Hands-on With Cellular Iot On The Raspberry Pi 5
About the project
Learn how to add low-bandwidth cellular connectivity to the new Raspberry Pi 5 single-board computer.
Project info
Difficulty: Easy
Platforms: Adafruit, Raspberry Pi, Blues Wireless
Estimated time: 2 hours
License: MIT license (MIT)
Items used in this project
Hardware components
Story
What is now virtually an annual tradition, our friends at Raspberry Pi have released the latest model of their single board computer we all know and love, the Raspberry Pi 5.
Sporting a new board layout, better performance, and new interfaces, the Pi 5 is an exciting product to behold. There's also (finally) a real-time clock on the Pi that can wake up your Pi from sleep mode - and it's programmable - which makes using the Pi in battery-powered edge deployments slightly more realistic.
My favorite feature though? The power button 🤗:
While the vast majority of work we perform on our Pis is within access to home/office Wi-Fi, there are plenty of us out there who are using the Pi in remote settings (on the aforementioned "edge" if you will). For example:
- What’s Destroying My Yard? Pest Detection With Raspberry Pi
- Busted! Create an ML-Powered Speed Trap
- Remote Birding with TensorFlow Lite and Raspberry Pi
In these scenarios, access to Wi-Fi is difficult or impossible and the only valid connectivity options tend to be either cellular (too expensive!) or LoRaWAN (too rare!). Hmmm, what to do!?

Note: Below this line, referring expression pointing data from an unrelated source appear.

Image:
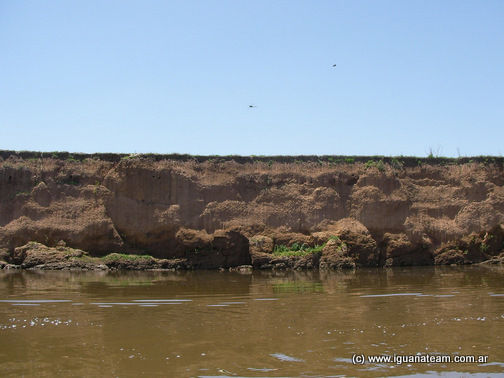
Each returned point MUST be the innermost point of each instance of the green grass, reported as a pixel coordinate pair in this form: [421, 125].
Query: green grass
[296, 250]
[122, 256]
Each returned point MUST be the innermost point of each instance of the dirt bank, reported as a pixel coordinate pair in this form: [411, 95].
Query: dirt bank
[278, 212]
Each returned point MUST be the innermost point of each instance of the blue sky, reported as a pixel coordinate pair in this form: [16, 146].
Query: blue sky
[179, 76]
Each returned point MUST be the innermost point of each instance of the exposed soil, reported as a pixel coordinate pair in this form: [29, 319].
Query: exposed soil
[193, 212]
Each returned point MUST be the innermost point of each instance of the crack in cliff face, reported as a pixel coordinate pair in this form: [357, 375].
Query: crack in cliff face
[139, 205]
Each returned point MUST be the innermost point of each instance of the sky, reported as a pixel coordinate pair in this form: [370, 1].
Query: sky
[411, 77]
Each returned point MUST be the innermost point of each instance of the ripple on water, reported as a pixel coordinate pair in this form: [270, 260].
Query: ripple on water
[391, 295]
[284, 357]
[175, 301]
[34, 300]
[266, 299]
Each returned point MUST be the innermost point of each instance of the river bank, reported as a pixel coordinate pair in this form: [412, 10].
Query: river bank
[112, 211]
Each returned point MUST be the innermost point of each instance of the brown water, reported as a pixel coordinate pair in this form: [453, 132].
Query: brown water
[205, 324]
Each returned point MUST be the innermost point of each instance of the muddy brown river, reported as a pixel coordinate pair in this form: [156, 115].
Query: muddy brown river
[264, 324]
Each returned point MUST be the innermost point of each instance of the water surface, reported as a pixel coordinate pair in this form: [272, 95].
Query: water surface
[208, 324]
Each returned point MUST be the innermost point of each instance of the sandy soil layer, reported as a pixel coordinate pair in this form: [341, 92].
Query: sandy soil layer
[276, 213]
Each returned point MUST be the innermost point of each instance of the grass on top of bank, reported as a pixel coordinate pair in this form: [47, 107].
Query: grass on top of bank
[296, 250]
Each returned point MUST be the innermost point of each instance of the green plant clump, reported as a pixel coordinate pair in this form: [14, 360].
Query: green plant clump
[296, 250]
[121, 256]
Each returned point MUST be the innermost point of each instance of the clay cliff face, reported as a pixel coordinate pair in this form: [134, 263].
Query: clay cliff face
[168, 207]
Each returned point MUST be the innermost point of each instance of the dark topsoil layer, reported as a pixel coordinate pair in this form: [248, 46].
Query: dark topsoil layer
[406, 161]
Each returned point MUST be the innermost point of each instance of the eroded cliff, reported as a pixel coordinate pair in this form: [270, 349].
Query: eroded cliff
[396, 213]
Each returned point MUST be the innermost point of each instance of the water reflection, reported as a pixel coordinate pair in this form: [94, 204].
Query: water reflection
[262, 324]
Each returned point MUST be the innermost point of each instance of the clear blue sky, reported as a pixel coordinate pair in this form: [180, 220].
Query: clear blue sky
[179, 76]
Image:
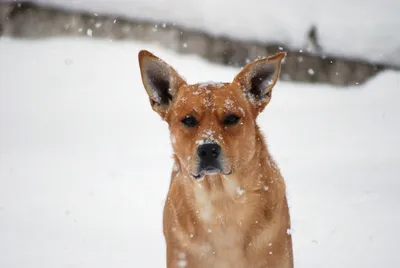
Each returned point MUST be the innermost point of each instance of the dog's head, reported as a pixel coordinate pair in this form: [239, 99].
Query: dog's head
[212, 125]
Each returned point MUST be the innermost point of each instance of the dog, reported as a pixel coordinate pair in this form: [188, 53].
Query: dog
[226, 205]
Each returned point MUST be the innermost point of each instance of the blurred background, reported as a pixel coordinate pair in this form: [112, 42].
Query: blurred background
[85, 162]
[339, 43]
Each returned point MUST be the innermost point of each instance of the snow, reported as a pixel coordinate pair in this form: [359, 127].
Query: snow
[353, 28]
[85, 163]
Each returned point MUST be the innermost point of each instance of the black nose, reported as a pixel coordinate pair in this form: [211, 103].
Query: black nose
[209, 151]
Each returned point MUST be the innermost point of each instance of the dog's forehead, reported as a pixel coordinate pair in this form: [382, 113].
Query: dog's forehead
[210, 97]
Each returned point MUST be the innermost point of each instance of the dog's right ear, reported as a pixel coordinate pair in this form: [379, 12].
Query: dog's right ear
[160, 80]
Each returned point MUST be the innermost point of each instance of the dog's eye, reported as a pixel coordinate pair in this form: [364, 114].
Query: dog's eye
[189, 121]
[231, 119]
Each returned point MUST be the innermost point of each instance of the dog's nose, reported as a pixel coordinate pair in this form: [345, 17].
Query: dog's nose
[208, 151]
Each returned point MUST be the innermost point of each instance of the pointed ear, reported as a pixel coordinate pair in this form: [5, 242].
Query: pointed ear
[258, 78]
[160, 80]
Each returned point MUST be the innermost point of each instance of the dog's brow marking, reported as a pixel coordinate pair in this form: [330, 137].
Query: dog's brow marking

Enter the Blues Notecard. Designed around low-power and low-bandwidth connectivity scenarios, the Notecard provides an easy (yet powerful) way to add wireless connectivity via prepaid Cellular, Wi-Fi, or LoRa to virtually any physical device (yes, the Pi included).
If you're interested, last year we put together this video on utilizing cellular on the Raspberry Pi 4, Zero, and Pico:Cellular on the Raspberry Pi 5 in Action
In this project, I'm going to create a Python application that acts as both a person counter and a temperature/pressure/humidity tracker. We'll use the Blues Notecard to sync data with the cloud. We can then use the Datacake platform to generate a cloud-based dashboard of the routed data.
The app workflow looks something like this:
- Detect a person's face using the Pi's camera and OpenCV.
- Keep a count of the number of faces detected.
- Send the count of faces along with temp/pressure/humidity data to the cloud every minute.
- Show a report of accumulated data on a cloud-based dashboard.
Yes, it's a bit of a contrived project, BUT it also demonstrates how easy it can be to gather data, send it to the cloud over cellular, and create a dashboard to view accumulated data:
The Project HardwareI'll be using the following hardware for this project:
- Raspberry Pi 5 (this also works with a Pi 4 or a Pi Zero 1 or 2)
- Raspberry Pi Camera Module v2
- Blues Notecard Cell+WiFi
- Blues Notecarrier Pi Hat
- Adafruit BME280 Temp/Pressure/Humidity Sensor
There isn't any wiring involved, as the Notecard slots into the Notecarrier Pi Hat and the BME280 attaches to the Notecarrier via one of the provided Qwiic ports:
Cellular (or Wi-Fi or LoRa) with the NotecardThe Notecard is ideal for this project, as it was built to send and receive small packets of JSON data (known as Notes in Blues parlance). This is great for scenarios like Machine Learning on the edge, where the processing is done on the device and the only data that needs to be relayed to the cloud are small payloads that contain generated inferences. Similarly, the Notecard can handle scenarios where you're gathering sensor data from the physical world and need to deliver that data once an hour, once a day, once a week, and so on.
To be clear, the Blues Notecard is NOT a drop-in replacement for Wi-Fi on the Raspberry Pi. It's designed for low-bandwidth data transfers, so you won't be browsing the web in the middle of the desert.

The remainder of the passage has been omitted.